The client roster reveals a strong illustrated/graphic nonfiction strand (graphic memoir, illustrated gift books, museum-themed humor) that goes well beyond what most agents in the literary-fiction space handle — if your project lives at the intersection of image and text, Cooper is a rare match.
Cooper has demonstrated repeat-client loyalty: Jedediah Berry, Jessica Martin, Jack Shoulder and Mark Small (Museum Bums), and Marisa Crane all appear with multiple titles, signaling that Cooper builds long-term author relationships rather than one-and-done deals.
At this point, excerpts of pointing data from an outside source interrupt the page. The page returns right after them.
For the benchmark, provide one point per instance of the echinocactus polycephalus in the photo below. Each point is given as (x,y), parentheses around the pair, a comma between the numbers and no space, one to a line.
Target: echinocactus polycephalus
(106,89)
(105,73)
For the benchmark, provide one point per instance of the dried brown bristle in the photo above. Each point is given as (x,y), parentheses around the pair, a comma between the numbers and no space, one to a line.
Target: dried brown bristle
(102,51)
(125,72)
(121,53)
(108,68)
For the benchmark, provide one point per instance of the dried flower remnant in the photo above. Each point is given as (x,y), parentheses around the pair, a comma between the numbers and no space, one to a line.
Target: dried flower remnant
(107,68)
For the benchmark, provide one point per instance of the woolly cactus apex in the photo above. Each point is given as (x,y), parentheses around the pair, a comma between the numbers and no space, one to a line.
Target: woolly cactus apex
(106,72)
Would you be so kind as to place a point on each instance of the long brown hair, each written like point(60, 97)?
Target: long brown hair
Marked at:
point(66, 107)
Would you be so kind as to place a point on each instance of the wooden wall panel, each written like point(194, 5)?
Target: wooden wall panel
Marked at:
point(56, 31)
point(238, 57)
Their wishlist titles — from Kelly Link to Freya Marske to Marie-Helene Bertino — map a clear taste for prose that is formally inventive, emotionally warm, and slightly off-center: 'weird and kind' is a genuine aesthetic marker, not marketing copy.
Cooper only opens the submission form during the first week of each month, making timing as important as craft — missing the window means waiting a full month.
Lately
In a public post, Cooper described seeking adult fiction and occasional nonfiction writers who bring wonder and keenness, imagination and care, and heart and humor to their work — a concise statement of the emotional and intellectual qualities they prioritize across all categories.
What Maggie is looking for
This is the heart of Cooper's list. They want fiction that centers queer and trans experiences with genuine literary craft — not as backdrop but as the animating force of the story. Formally inventive work, emotionally resonant, and willing to be strange. Think Kelly Link's mythic weirdness or the campus-novel interiority of IDLEWILD. Crossover appeal between literary and speculative modes is a plus.
Cooper is drawn to novels that resist easy shelving — books with historical sweep, campus settings, epistolary structures, or elements of magical realism grafted onto otherwise realist frames. The key quality is imaginative ambition paired with emotional intelligence. Work that would fit a book-club conversation AND a literary-prize longlist is squarely in their wheelhouse.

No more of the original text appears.